Mayweather's attorney Jack Buchanan said Mayweather will plead not guilty and challenge the charges against him.
On Friday, St. Vil pointed to Mayweather and said "He did this to me," referring to four photographs taken at a hospital in the wake of the scuffle that showed injuries to her neck, face and head.
Mayweather, himself a former fighter, did not testify at the hearing. He remains free on $13,000 bail.
Mayweather once trained St. Vil, and he owned the apartment where she lived with Mayweather's tenant, Cornelius Lott.
St. Vil said that Mayweather was angry that she was in the apartment when he arrived looking for Lott.
St. Vil said she called the police and hit Mayweather with a lamp. Before officers arrived, she said, Mayweather grabbed her neck from behind and choked her until she couldn't breathe.
Written police reports said officers found the front door open and saw Mayweather behind St.
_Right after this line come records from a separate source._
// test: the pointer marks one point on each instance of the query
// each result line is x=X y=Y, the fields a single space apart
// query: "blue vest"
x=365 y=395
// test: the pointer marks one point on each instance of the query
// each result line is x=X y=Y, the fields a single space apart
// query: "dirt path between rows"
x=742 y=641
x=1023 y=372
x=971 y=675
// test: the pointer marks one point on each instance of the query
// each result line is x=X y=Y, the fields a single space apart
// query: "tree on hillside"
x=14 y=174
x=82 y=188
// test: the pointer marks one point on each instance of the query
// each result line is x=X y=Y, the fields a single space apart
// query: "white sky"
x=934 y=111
Vil in the kitchen with his arms around her as she struggled to get away.
Police reported Mayweather had injuries on the head and the side of his face, and his lawyers said they were from punches thrown by St. Vil.
Buchanan said he'll show at the trial that St. Vil started the altercation, and that she has given conflicting accounts of the incident, which she hoped to use to obtain a civil financial settlement.